In recent months, Raisman tells me, she's experienced more anxiety than ever. She's learning how to cope with those feelings, but some days are harder than others. She tries to find solace in small pleasures: going to Cape Cod with her family, reading Jodi Picoult novels, spending time with her dogs. Later this year, she's planning to move out and live on her own for the first time. "I've never gotten to pick out furniture, all that stuff -- I'm very excited," she says, smiling. She wants to "relax and be normal." She wants to take breaks.

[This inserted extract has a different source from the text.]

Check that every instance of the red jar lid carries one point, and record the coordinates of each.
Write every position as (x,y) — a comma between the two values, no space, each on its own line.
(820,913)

And yet, she knows there's a part of her that's incapable of normalcy. "Being an athlete, you're always like -- what can I do more? What can I do better?" she says. She can't help it; it's how her brain is wired. A life spent on the mats, flying and falling and flying again, created this paradox: Gymnastics hurt her deeply, but it also made her inconceivably strong. The sport gave her the tools to burn down the institution.
When I ask Raisman why she opted to take up the mantle of activism, she says it wasn't really a decision. "I can compare it to when I was 8 years old and I watched the 1996 Olympic team," she tells me. "I thought: 'I'm gonna do that, and I'm gonna be there.'" As always, her tone is disarmingly matter-of-fact, as though she's reciting an obvious truth instead of describing something that many would characterize as an impossible dream.
"I felt when I was younger that I was going to go to the Olympics," she says. "And now I feel that I'm going to help fix this."